A representative of the Real Estate Institute of Australia predicted such a result would
not happen again. Yeah, sure.
Also of interest is the plummeting level of new dwelling approvals. The graph below
(sourced from the Australian Bureau Of Statistics website) shows a cataclysmic drop.

It seems the stock and the real estate markets went through a period of concurrent
boom, rather than following the theory put forward by the economic clock. This has
made the decision about where to invest even more confusing. Let's turn to the general
state of the economy and see if any clues can be found.
Australian Economy
Remember that a recession is where GDP declines for two concurrent periods. We are
clearly not in a recession at the moment, as illustrated by the table below (sourced from
the Australian Bureau Of Statistics).

GDP remains positive, although the trend seems to indicate a decline in growth rates
beginning in September 1998.
At the moment unemployment is steady too, although the ABS trend estimate has risen
marginally over the last three months to stand at 6.5% at the end of the December 2000
quarter.
USING THIS INFORMATION TO YOUR ADVANTAGE
The Prognosis
Business Owners
I strongly suggest business owners prepare a period of potential lower sales caused by
lower consumer demand. If you are in retail you will have already noticed the shift in
consumer spending.
Now is not the time to be financing expansion projects that will increase your production
or sales capabilities. Instead I would reduce the level of non essential bridging finance
(such as overheads, lines of credit and unsecured notes) in your business.
If you need to borrow later to ride out the storm then now is the time to prepare by
reducing the impact of interest on your cashflow. Note at five o'clock money becomes
'tighter' or more difficult to borrow so it is also a good idea to build up cash reserves to
provide a six month buffer.
Personal Investors & Real Estate Entrepreneurs
I'm taking a cash position in the market right now and not looking to purchase properties
to the same extent as over the past eighteen months. I believe that a lot of fools are
entering the market buoyed by the prospects of instant riches using creative techniques
such as 'flips' and 'wraps'.
The deals still exist, but I'm being a lot more selective about what I buy and how I
structure the deal. Now is not the time for beginners to get into stocks or property, the
rush has ended.
I recommend you look at reducing levels of consumer debt and ensuring that you have a
regular savings plan which locks away at least ten percent of your gross annual income.
Overall
I believe the current economic cycle, which began in 1990, has been confusing to
interpret.
The climb out of recession was sluggish until a number of booms in the mid to late
1990's. Real estate was stagnant too until booms in the later part of the last decade too.

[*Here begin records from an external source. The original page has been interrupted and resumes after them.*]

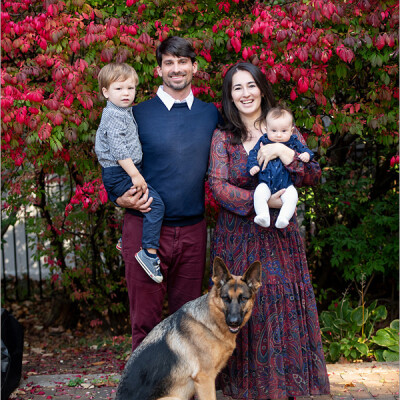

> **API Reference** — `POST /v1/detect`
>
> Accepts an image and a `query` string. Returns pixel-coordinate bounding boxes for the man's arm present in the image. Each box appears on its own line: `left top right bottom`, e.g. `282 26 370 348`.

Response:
115 188 153 213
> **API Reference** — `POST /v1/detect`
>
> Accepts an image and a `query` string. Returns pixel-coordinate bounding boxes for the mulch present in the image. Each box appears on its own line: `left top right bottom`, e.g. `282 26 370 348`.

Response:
7 300 131 379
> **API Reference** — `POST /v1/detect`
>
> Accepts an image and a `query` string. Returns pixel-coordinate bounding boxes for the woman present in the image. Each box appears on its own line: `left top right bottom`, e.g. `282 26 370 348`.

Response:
209 63 329 400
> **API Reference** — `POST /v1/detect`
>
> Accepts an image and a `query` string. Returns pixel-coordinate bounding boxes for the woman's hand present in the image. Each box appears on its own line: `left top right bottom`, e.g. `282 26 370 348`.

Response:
257 143 295 170
268 189 286 208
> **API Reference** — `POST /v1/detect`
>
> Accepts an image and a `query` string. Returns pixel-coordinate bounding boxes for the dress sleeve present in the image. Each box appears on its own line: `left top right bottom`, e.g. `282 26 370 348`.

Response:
208 130 254 216
285 128 321 187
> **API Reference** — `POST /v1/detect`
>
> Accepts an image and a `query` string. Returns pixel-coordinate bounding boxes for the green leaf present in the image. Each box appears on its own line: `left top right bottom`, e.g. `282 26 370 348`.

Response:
371 329 397 347
388 343 399 353
372 306 387 321
390 319 399 331
354 343 368 356
383 350 399 362
329 342 340 361
350 306 368 326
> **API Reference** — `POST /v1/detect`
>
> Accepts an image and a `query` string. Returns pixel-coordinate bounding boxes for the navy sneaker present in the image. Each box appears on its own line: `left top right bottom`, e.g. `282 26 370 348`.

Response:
135 250 163 283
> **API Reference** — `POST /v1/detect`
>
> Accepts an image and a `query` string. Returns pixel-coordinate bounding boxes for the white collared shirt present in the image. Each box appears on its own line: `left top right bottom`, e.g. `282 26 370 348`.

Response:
157 85 194 111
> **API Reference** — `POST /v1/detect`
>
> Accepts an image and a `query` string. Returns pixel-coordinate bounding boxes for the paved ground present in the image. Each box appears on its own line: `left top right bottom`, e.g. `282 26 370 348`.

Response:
10 363 399 400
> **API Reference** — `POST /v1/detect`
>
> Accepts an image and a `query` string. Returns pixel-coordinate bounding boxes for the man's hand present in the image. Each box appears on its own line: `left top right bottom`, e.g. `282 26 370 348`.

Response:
131 172 147 193
116 187 153 213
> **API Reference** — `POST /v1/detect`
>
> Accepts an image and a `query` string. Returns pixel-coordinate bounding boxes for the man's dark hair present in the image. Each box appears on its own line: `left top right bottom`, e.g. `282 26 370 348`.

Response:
156 36 196 67
220 62 275 144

But what we can see quite clearly is business confidence declining, uncertainty with
interest rates, GDP trending downwards and unemployment potentially rising. This
suggests that now is a good time to be building cash reserves, reducing unnecessary
debt and working hard to improve business efficiency.
Opportunities
There are opportunities in every market and the economic clock is a general indicator of
use to the average investor. A key strength I want every Inner Circle member to acquire
is the mindset that cash is king and to always maintaining a cash reserve to cover at
least six months of operations/expenditure is a necessity.
Holding cash in fixed interest accounts, particularly given the analysis above, will enable
savvy investors to acquire bargain investments and/or improve market positioning. It is
certain that people will have over capitalised at record low interest rates. As the cost of
finance increases, such people will need to sell, which is an excellent opportunity for
people who can use the bargaining power that comes from paying cash.